WASHINGTON — The U.S. Green Building Council’s annual list of the top states for green building once again puts Maryland and Virginia in the top 10, and if D.C. were a state, it would easily rank as No. 1.

The list, based on LEED (Leadership in Energy and Environmental Design) certification, ranks states based on certified square feet per capita in 2017.

To qualify for LEED certification, projects must use less energy and water and be built to sustainable standards that reduce carbon emissions and create a healthier environment for communities.

“The Mid-Atlantic continues to show strong regional leadership, with both Maryland and Virginia returning to the list for the seventh year running,” the Green Building Council said.
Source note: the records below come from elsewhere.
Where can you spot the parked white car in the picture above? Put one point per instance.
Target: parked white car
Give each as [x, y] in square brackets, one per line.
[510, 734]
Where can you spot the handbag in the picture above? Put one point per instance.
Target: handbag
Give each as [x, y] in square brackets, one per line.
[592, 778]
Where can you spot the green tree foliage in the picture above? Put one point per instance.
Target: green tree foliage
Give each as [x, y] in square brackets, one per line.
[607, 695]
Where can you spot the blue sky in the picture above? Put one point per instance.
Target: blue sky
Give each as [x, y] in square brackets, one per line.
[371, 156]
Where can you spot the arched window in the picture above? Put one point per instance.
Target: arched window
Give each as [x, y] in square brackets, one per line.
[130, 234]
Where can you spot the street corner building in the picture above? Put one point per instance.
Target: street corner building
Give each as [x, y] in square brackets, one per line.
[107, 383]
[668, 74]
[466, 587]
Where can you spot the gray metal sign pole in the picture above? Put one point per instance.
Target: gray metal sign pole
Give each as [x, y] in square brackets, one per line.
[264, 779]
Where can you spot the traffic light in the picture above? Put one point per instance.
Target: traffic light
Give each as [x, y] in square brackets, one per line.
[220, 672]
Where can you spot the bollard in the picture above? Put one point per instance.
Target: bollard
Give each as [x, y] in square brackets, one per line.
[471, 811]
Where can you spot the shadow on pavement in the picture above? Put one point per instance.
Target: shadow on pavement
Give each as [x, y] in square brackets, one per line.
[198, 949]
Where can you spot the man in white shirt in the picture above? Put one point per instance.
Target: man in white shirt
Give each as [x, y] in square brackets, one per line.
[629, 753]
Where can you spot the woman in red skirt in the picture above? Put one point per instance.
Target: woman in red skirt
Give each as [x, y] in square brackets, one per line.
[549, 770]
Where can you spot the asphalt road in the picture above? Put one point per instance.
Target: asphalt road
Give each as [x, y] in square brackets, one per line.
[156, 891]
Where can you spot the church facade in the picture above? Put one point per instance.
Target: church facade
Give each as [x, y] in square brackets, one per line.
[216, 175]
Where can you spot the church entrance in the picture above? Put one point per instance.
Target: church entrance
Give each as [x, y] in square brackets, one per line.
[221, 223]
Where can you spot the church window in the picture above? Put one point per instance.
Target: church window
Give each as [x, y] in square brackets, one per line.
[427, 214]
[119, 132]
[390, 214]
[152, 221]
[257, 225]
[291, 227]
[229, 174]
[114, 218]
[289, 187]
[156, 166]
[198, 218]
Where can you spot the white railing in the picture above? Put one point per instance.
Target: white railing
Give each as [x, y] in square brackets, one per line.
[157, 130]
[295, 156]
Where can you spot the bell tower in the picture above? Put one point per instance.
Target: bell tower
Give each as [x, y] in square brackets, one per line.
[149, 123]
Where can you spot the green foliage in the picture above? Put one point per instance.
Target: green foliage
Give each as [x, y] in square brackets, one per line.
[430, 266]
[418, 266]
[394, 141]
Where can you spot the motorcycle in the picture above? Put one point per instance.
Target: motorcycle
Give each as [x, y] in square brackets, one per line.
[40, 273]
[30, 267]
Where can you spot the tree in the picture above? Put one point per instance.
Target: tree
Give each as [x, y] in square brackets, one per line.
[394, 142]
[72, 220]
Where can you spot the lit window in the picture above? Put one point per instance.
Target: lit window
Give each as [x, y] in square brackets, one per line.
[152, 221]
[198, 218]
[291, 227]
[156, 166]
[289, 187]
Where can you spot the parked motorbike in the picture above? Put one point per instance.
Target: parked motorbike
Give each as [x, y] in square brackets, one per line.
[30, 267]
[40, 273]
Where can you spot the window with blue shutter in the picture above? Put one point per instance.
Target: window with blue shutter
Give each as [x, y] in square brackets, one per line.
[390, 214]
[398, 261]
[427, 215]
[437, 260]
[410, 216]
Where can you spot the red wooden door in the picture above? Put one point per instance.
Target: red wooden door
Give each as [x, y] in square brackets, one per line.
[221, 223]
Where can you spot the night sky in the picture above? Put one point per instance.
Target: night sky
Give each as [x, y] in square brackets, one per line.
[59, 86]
“Also notable, Washington, D.C., which is not included in the official list of top states due to its status as a federal territory, tops the nation with 39.83 square feet of space per resident certified in 2017.”

The District had 139 projects certified as LEED last year.

Last fall, the Green Building Council named the District as the first city in the world to receive the LEED for Cities Platinum award, the highest certification given by the Green Building Council.

The District’s “Sustainable DC Plan,” a vision for sustainable initiatives in D.C., has a stated goal of making the District the healthiest, greenest and most livable city in the U.S. by 2032.

Maryland ranked No. 5 on this year’s list, with 2.75 square feet of green construction per capita. Virginia ranked No. 9, with 2.27 square feet per capita.

Massachusetts led the top 10 states for green building, with 4.48 square feet per capita and 130 projects certified LEED in 2017.

Nearly 1,400 commercial and institutional projects achieved LEED certification within the top 10 states last year, with a total of more than 2,600 projects nationwide achieving the certification.